This markdown documents code used to construct a Synapse dataset in the Biobank Synapse workspace using a subset of processed files in the NF-OSI-Processed folder.

I need all MAF files in the exomeseq somatic variant calls folder and want to store them as a versioned dataset that I can come back to again and again.


Log into Synapse

In [None]:
import synapseclient
syn = synapseclient.Synapse()
syn.login()

Import all important packages

In [44]:
from synapseclient import Activity
from synapseclient import Entity, Project, Folder, File, Link
from synapseclient import Evaluation, Submission, SubmissionStatus
from synapseclient import Wiki
import synapseutils
from re import search
import pandas as pd

Take a look at the items in the folder

In [6]:
children = syn.getChildren(parent="syn34678050")

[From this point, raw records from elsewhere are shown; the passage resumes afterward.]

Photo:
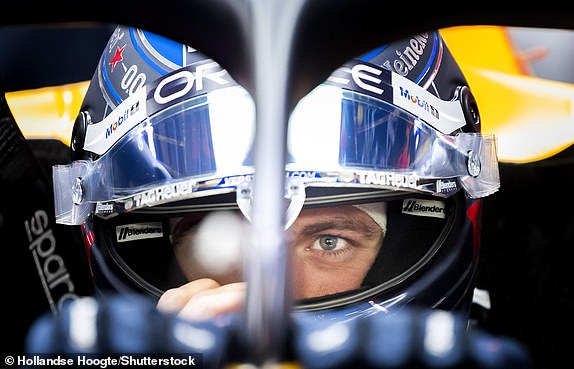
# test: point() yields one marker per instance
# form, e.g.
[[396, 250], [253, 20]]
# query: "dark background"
[[528, 228]]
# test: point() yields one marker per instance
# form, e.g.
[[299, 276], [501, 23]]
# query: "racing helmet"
[[164, 142]]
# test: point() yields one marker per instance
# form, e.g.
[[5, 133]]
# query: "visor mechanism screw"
[[77, 191], [473, 164]]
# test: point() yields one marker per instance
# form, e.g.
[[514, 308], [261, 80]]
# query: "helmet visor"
[[336, 137]]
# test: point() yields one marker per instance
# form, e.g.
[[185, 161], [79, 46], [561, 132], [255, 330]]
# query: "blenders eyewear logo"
[[425, 208], [139, 231]]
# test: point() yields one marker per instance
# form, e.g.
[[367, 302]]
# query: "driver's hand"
[[203, 299]]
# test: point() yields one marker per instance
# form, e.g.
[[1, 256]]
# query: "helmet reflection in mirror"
[[385, 171]]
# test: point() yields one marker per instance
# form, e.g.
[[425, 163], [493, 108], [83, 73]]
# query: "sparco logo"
[[425, 208], [140, 231]]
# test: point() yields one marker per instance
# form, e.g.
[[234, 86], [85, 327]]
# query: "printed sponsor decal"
[[446, 186], [387, 179], [56, 280], [424, 207], [139, 231], [408, 58]]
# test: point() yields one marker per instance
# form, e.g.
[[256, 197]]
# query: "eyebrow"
[[344, 223]]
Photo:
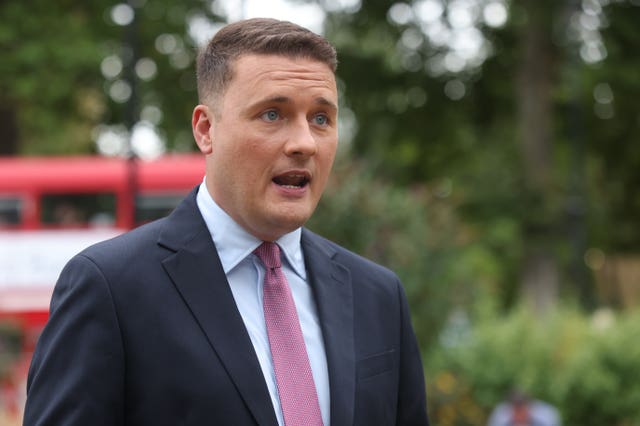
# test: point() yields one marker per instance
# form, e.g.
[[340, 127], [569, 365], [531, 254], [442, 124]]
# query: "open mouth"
[[292, 180]]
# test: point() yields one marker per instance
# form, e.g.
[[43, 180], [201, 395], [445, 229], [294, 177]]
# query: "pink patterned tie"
[[296, 388]]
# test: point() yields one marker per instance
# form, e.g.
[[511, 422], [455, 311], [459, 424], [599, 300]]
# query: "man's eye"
[[270, 115], [321, 119]]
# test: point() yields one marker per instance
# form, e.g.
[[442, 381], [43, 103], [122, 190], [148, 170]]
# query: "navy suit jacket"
[[144, 330]]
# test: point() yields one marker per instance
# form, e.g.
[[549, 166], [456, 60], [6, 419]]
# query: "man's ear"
[[201, 123]]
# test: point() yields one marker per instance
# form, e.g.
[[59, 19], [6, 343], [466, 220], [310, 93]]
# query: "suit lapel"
[[332, 289], [197, 273]]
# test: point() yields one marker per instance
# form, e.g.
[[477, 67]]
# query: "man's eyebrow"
[[285, 100], [326, 102]]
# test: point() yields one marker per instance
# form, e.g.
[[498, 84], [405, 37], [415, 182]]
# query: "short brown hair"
[[258, 36]]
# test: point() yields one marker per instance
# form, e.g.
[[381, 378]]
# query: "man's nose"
[[301, 139]]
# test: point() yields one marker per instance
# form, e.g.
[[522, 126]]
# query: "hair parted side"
[[255, 36]]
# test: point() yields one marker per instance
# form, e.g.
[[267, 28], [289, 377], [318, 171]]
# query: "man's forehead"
[[251, 57]]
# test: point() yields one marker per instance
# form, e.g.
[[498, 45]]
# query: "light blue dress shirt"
[[245, 275]]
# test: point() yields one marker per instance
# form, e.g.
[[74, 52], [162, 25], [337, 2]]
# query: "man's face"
[[273, 138]]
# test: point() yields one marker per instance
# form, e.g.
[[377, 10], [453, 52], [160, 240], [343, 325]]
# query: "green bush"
[[587, 366]]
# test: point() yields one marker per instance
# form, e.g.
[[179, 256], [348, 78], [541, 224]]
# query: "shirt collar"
[[234, 243]]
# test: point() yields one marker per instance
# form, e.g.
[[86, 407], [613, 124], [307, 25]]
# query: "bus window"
[[78, 210], [154, 206], [10, 211]]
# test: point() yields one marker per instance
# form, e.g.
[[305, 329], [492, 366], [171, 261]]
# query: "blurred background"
[[490, 154]]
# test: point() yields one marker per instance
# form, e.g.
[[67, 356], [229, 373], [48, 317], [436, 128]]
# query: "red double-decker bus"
[[53, 207]]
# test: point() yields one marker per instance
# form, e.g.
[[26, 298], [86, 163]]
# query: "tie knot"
[[269, 254]]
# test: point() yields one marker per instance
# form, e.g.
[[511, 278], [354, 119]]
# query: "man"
[[228, 312]]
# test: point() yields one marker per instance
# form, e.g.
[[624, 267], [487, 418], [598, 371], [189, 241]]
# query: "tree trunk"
[[8, 131], [535, 83]]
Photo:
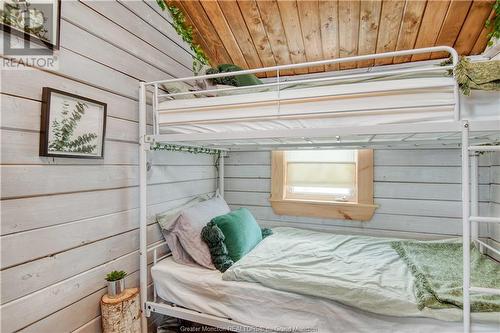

There is a dataset in the project for the somatic variants. Take a look at the items in that dataset

In [86]:
dataset = syn.get("syn34678050")
df2 = pd.DataFrame(columns=["files", "synid"])
for f in dataset.datasetItems:
   f_id = f.get('entityId')
   filename = syn.get(f_id, downloadFile=False).get('name')
   df = pd.DataFrame(filename.split("\n"), columns = ['files'])
   df['synid'] = f_id
   df2 = df2.append(df)   

selected_files = df2[df2["files"].str.contains('_filtered') & df2["files"].str.endswith('.vcf.gz')]

Looks like the dataset only had VCF files, no MAF files.

So we take a step back and make a manifest of all the files in the original processed file folder.

In [163]:
#files = synapseutils.sync.syncFromSynapse(syn, "syn27650634", downloadFile=False)
files_df = pd.DataFrame(files)
files_df = files_df[["id", 'name', 'versionNumber']]

Then we select only the MAF files : their SynIDs and Version number.

We will make a new dataset for these MAF files. Both SynID and Version Number are needed to make the dataset.

In [164]:
selected_files_df = files_df[files_df["name"].str.endswith('.maf')]

In [173]:
items = selected_files_df[["id", "versionNumber"]]
items.columns = ["entityId", "versionNumber"]
items = items.to_dict('records')


Now we make the new dataset specifically for the MAF files. Once the items are added, we go to the WebUI to publish a static version of the dataset for future referral.

In [175]:
dataset = synapseclient.Dataset(
    name="Somatic_SNV_Maf",
    parent="syn4939902",
    dataset_items = items
)
dataset = syn.store(dataset)

#dataset.add_item({'entityId': "syn111", 'versionNumber': 1})

We can then use this dataset to download the important files that we will use for future analysis.

In [177]:

for id in selected_files_df["id"]:
    syn.get(id, downloadLocation = "/Users/jineta/git/gitrepo/biobank-release-2/data/somatic_snv_batch1_2_3")